The doctor/nurse in charge will, or should have, a handle on this and so the manager needs to grasp this too, from the perspective of the ED. It may be the manager needs to be informed, you have lost situational awareness and need some time to regain this. Managers can aid the situation if they feel the clinician has lost awareness and should approach this in a sensitive manner – ‘have you done a walk around the department recently?'
The second element is for the manager to understand and assess what role the doctor/nurse in charge is primarily acting as at the current time. Is it as a clinical specialist, where they are providing senior level care? Is it as a clinical supervisor, where they are overseeing the care provided by other team members? Is it as a clinical educator, where they are providing teaching or training? Or is it as a clinical manager, where they are troubleshooting and trying to aid flow?
Understanding this will allow the manager to understand the current pressures on that individual and allow them to start a conversation in the right way. Ideally, others can fulfil some of these roles but especially during night shifts, this is not always possible.
The third element is for the manager to give a brief on how things are from their perspective, which may help those in the in-charge role. They should outline the plan outside the ED and the expected outcomes of these plans. This reduces the cognitive workload of the doctor in charge. Also, a timeline of expected changes affecting inflow/outflow can be helpful, allowing better preparation e.g. timings of breaks.
What should managers keep in mind?
- Language: this is really important and can, especially in stressful situations, make or break the effectiveness of an interaction or communication. Phrases like ‘what can I do to help you’ are really useful.

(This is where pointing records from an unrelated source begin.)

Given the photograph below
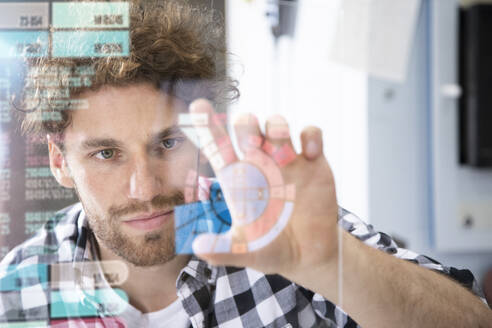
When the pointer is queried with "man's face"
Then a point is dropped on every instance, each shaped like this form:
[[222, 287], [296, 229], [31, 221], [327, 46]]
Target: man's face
[[128, 161]]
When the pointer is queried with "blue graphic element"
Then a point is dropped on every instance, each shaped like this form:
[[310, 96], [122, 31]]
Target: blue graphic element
[[190, 220], [16, 278]]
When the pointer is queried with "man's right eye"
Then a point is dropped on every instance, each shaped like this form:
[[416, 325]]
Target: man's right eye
[[105, 154]]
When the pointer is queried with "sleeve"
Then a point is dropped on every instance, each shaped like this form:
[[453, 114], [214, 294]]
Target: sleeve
[[368, 235]]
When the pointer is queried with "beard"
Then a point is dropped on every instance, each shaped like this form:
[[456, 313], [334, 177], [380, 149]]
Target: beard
[[153, 248]]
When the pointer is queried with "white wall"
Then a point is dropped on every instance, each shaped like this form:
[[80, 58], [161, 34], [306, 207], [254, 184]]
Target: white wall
[[400, 152], [294, 77]]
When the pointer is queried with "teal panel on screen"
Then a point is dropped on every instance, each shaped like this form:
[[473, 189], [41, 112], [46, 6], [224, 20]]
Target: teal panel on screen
[[90, 15], [88, 303], [17, 44], [90, 43], [15, 278]]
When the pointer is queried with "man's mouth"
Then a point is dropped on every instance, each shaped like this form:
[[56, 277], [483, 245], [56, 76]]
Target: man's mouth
[[148, 222]]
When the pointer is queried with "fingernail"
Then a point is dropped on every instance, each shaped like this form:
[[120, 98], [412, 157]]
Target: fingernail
[[312, 148]]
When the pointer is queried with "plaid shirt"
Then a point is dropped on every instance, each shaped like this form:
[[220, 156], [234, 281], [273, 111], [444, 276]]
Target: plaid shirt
[[212, 296]]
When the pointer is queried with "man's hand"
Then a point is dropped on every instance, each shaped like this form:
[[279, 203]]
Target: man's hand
[[379, 290], [310, 236]]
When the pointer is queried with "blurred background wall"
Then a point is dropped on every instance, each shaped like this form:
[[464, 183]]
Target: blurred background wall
[[380, 135]]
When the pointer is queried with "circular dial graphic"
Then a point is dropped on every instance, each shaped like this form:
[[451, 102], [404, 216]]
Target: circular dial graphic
[[251, 205]]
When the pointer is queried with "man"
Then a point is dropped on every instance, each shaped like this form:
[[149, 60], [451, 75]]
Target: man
[[129, 162]]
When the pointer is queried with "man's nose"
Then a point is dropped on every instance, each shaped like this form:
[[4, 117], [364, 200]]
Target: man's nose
[[144, 182]]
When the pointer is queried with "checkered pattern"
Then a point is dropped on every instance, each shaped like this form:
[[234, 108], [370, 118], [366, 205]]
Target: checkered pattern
[[212, 296]]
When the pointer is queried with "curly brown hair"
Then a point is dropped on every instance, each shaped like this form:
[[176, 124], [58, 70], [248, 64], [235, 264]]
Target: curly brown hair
[[170, 41]]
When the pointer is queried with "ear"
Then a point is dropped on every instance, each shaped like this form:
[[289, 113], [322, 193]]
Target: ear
[[58, 165]]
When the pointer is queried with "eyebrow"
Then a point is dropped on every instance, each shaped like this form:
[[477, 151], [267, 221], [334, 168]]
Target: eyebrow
[[101, 142], [113, 143]]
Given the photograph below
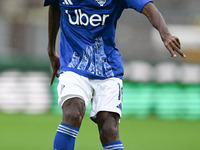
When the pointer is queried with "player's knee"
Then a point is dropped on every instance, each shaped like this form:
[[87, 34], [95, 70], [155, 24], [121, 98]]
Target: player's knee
[[73, 112], [108, 133]]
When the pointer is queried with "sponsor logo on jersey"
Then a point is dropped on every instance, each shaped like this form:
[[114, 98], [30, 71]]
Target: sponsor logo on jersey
[[101, 2], [83, 19]]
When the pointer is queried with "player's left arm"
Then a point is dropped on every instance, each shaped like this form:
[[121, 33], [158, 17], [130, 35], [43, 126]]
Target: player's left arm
[[171, 42]]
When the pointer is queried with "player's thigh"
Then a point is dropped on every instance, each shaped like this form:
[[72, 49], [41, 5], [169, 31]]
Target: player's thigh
[[107, 96], [72, 85]]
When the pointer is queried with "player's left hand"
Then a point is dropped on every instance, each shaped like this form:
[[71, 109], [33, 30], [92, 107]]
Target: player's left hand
[[172, 43], [55, 63]]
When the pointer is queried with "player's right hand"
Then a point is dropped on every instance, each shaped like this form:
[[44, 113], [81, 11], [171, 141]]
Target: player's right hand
[[55, 64]]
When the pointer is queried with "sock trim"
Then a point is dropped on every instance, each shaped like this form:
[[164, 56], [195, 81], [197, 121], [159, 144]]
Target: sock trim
[[113, 146]]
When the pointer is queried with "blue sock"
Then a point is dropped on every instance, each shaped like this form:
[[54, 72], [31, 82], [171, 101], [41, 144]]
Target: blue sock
[[65, 137], [113, 146]]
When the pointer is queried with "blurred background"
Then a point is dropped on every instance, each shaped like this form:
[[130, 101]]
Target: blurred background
[[157, 88]]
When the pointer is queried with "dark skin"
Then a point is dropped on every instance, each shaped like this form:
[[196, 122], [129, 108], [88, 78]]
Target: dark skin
[[74, 108]]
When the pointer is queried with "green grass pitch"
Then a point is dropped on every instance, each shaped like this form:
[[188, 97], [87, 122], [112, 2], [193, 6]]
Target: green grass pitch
[[36, 132]]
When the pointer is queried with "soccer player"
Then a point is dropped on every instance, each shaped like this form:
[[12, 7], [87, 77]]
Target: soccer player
[[89, 65]]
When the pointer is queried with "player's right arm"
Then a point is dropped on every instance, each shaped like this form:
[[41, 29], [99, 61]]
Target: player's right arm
[[53, 27]]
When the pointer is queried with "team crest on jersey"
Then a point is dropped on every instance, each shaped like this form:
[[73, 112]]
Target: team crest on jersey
[[101, 2]]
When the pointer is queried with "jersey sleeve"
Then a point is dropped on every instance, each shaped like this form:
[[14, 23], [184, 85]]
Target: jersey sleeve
[[51, 2], [136, 4]]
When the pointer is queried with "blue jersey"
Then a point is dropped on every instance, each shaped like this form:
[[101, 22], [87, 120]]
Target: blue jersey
[[87, 45]]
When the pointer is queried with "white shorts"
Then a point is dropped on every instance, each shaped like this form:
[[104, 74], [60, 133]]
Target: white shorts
[[104, 95]]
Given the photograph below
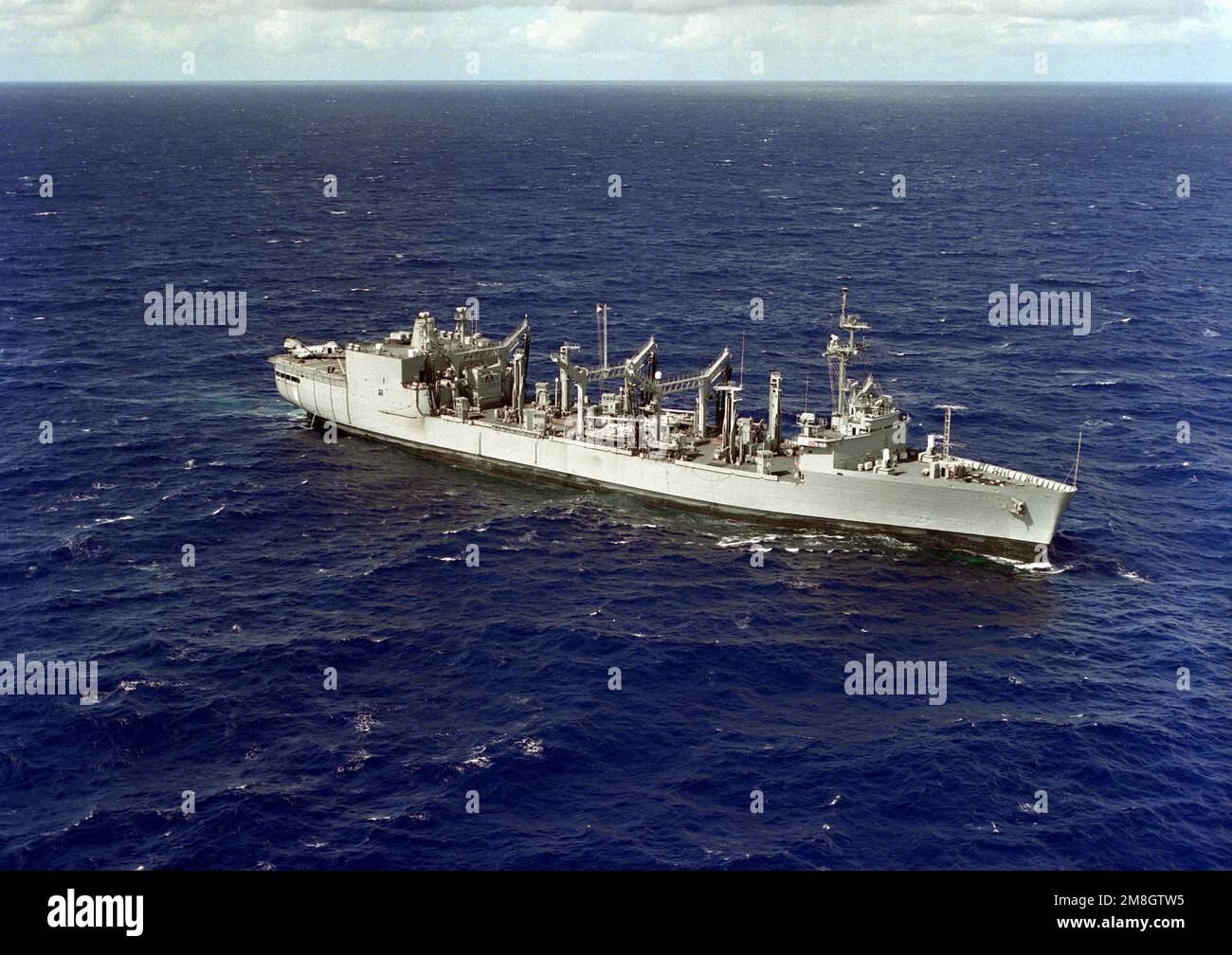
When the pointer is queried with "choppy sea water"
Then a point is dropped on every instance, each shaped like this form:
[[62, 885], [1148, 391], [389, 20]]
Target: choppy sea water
[[494, 678]]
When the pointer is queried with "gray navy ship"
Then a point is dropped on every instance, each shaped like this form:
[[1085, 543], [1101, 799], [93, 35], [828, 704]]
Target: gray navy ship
[[457, 394]]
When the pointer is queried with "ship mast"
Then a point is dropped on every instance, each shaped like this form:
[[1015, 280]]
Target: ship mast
[[842, 352], [945, 435]]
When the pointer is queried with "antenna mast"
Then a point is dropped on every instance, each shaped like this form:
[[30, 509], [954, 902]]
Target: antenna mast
[[945, 437], [850, 324]]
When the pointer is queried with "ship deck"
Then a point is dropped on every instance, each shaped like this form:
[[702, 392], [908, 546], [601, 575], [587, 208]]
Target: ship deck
[[563, 426]]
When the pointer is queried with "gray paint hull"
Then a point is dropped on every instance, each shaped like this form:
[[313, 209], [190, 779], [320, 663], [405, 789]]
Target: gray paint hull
[[950, 514]]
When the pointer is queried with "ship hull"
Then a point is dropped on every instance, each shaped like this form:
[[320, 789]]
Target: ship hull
[[944, 515]]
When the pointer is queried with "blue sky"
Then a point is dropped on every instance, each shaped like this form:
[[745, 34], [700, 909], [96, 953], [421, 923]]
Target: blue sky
[[616, 40]]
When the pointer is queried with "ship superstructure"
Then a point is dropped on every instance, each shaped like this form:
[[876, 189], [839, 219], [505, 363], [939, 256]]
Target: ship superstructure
[[462, 396]]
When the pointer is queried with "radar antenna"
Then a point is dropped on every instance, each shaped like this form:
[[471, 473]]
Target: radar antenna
[[844, 352]]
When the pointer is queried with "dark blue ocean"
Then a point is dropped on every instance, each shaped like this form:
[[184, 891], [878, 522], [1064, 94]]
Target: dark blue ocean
[[494, 678]]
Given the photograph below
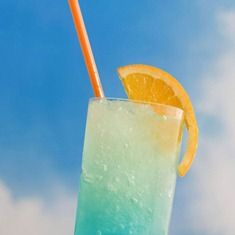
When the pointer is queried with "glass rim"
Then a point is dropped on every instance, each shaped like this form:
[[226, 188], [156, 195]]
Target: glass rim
[[161, 109]]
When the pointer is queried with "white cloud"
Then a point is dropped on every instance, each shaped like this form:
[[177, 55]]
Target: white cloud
[[33, 216], [213, 208]]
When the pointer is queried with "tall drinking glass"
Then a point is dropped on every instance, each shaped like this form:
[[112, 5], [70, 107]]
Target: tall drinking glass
[[129, 168]]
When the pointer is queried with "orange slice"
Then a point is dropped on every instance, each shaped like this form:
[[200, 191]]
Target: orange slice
[[150, 84]]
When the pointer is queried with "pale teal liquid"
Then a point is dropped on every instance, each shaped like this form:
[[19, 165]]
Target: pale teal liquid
[[129, 170]]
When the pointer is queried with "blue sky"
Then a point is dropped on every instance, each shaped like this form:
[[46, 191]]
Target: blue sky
[[44, 90]]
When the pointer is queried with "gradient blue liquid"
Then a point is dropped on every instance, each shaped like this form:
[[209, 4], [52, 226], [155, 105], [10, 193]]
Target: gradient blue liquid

- Cognitive load: there is a known relationship between stress (or cognitive load) and performance. Very low or very high cognitive load will give a poor performance, so the busier the ED, the more stressful it will be. Approach these situations in an empathetic manner with that in mind.
- Take a break: when in charge of the ED it can be difficult to take a break. Sometimes skill mix won’t allow it, or sometimes other priorities get in the way. Being hungry and thirsty is not helpful when decision-making, so managers can help by reminding those in charge that they should get a break if they can.
- Low morale: an offensive stance (both verbally and physically) will often prompt a defensive reaction and undermine working well as a team between those in charge and management. Be aware that the ED team is usually working as fast as they can in challenging circumstances.
- Changes/interventions: even outside the ED should always be reported back to the doctor/nurse in charge so that everyone is on the same page.
Giving this framework to your managers may help often fraught interactions. If you both understand each other’s perspective, pressures and limitations then more effective communication is much more likely, and you won’t dread those night shift meetings. Having discussed this blog post with an Emergency Department service manager, the anxieties about communication work both ways – something I think doctors can easily forget.